Using random forest models of A our previous global dataset and B our current study to predict cancer status in their own samples and C, D to predict cancer status in samples from the other study

These results repeat our previous findings that there appears to be a consistent, global pattern of changes in the faecal microbiome of CRC patients, and that if this is adequately catalogued, can be used to predict the cancer status of new samples.

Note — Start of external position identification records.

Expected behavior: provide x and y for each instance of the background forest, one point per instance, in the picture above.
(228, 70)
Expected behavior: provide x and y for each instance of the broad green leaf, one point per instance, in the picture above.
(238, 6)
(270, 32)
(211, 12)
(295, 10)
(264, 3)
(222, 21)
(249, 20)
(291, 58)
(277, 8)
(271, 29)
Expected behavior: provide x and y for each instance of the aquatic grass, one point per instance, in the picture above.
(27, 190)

Comparisons with other Indian datasets

There are a limited number of studies profiling Indian faecal microbiomes. We visually compared our data to three studies profiling healthy Indian healthy volunteers [9,10,11]. Whilst these studies had different aims, largely based on profiling the variation across India and between Indian and non-Indian populations, they were all characterised by the dominance of Prevotella amongst a large proportion of their samples, as we observed in both our healthy volunteers and cancer patients.

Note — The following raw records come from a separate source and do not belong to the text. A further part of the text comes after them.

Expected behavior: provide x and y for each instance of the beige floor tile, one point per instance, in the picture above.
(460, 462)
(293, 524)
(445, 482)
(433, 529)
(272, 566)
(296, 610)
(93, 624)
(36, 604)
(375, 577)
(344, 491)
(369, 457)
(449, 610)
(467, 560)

We were only aware of one other study comparing the microbiomes of CRC patients to healthy volunteers in Indian samples, based on individuals from Bhopal and Kerala [29].

First, we compared the alpha diversity of CRC and volunteer samples of the Gupta metagenomic dataset, both in the original species calls, and converted into genus calls, to match our 16S genus calls.

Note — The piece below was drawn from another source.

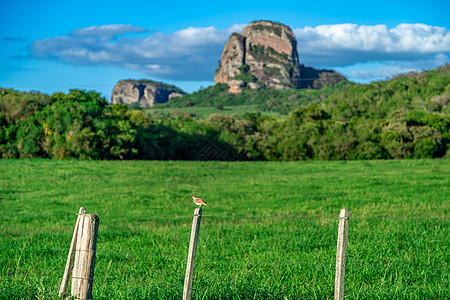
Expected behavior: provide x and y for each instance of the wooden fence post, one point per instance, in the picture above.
(83, 270)
(191, 255)
(341, 254)
(69, 263)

Both the species and genus calls of the Gupta dataset repeated the observation in our data that CRC alpha diversity was significantly higher than volunteer samples, compared to CRC diversity being lower in more commonly studied countries. This is displayed in Fig. 5. We are unable to ascertain if the higher diversity in our dataset compared to the Gupta cohort is a technical artefact of sequencing strategy, or a real, geographical difference.

Fig. 5
figure 5

Shannon index alpha diversity of the Indian samples from our cohorts (India combined), and the genus and species level calls of the Gupta et al. dataset. Mann–Whitney p-values are displayed above each CRC/control comparison

We then compared the CRC and healthy volunteer taxa in both groups of samples.

Visually, whilst there were differences, some patterns were consistent between the datasets (Fig. 6). Prevotella was higher in control populations for both groups while Escherichia/Shigella was higher in CRC samples. When comparing using LEfSe (Supplementary figure S3), there were several similarities. Out of 43 CRC-associated taxa in the current study, 13 were amongst the 28 CRC-associated taxa from Gupta et al. Out of control-associated taxa, two were shared between four taxa called from the current study and six from Gupta et al. The main discrepancy was that Bacteroides was associated with healthy controls in the current study and CRC in the Gupta cohort, possibly due to differences between 16S and whole metagenomic sequencing strategies, but more likely due to using different cohorts from different regions of India. Different populations may have different prevalent species of Bacteroides, with some relatively benign and some containing CRC-associated strains [30].

Fig. 6
figure 6

Taxa abundance of the current study and Gupta et al. The top 15 genera across all cohorts are displayed

Adonis PERMANOVA analysis of location and cancer status of the merged datasets suggested that location within India was associated with 18% of the variation, whilst cancer status was associated with 4.4%. However, it is impossible to know how much of the apparent location-associated variation is in fact a product of sequencing strategy. By removing our samples, thus keeping sequencing strategy uniform, location was associated with 7.8% of variation and cancer status with 10.8%. All associations in both comparisons were significant (p < 0.001).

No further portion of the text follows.